Voice Recognition from EvilRP
Features
- Completely FREE (not using paid API's like Microsoft/IBM/Google)
- Voice background removal on FFMPEG Post-Processing.
- Voice length reduction removing the silent parts of the audio with FFMPEG Post-Processing.
- Developers are able to retranslate words in case the API missunderstands it, you'll see if you use it for a while.
- As fast as it could be, long voice audio (over 5 seconds) should take more less than 4000 msec to process, since this dependes on a lot of factors (network latency for API response times, CPU-load for the FFMPEG Post-Processing) this can depend on your server/computer.
- Max Audio Length is 20 seconds due to API limitation.
- You can do whatever you want with your voice, with some coding of course.
Tips
- Recommended to run with 1+ CPU Cores even tho one core can work good with it.
- Recommended to run behind Cloudflare or any caching provider for improved response time and all the features that cloudflare provides.
Steps
- Create an account in https://wit.ai/
- Create a New Application (Make Sure to set your visibility to Private and the Recognition Language to whatever you want)

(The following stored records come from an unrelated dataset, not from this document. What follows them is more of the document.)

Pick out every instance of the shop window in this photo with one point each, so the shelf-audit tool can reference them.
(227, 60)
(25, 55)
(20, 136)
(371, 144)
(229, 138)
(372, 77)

- Once the Application has been created make sure to go the Management -> Settings tab
- There you will find the Server Access Token (API Key) which will be used to process all the Voice Recognition requests, copy it and then place the API Key in the speech_server.py that you downloaded from this repo
- Now your speech server is fully configured to be recognizing voices
Requirements
- FFMPEG (added in the system PATH)
- Python 3.8 or greater
- A server with more than one core in order to process the requests as fast as possible.
Python Libraries
- pip install mutagen
- pip install fastapi
- pip install logging
- pip install wit
- pip install uvicorn
How to run the Speech Server
- Open a cmd (inside your speech_server folder) and run uvicorn speech_server:app --workers 8
However this is not mandatory is recommended to run this service behind Cloudflare or any other reverse proxy HTTP service. In order to send the requests from FiveM to your speech_server.py, you have in the configuration.lua the Config.Endpoint where requests will be sent to
For example if you are running this within a domain/cloudflare etc your speech_server listening port should be set to 80
https://voiceserver.roleplay.net/speech
But if you are not using a domain/cloudflare your URL should be like this (make sure that you have your port TCP open)
http://163.210.34.39:8000/speech
This is completely open-source, you can fork it, recode it, re-style it, do whatever you want with it. And yeah you are able to do PR if you can improve the code, as always I do those things for myself and then since I don't use them, I don't give support as much as I would do with any active project.
This is how the UI looks like in FiveM
This has been used with my one-core CPU machine so don't expect worse results than this one!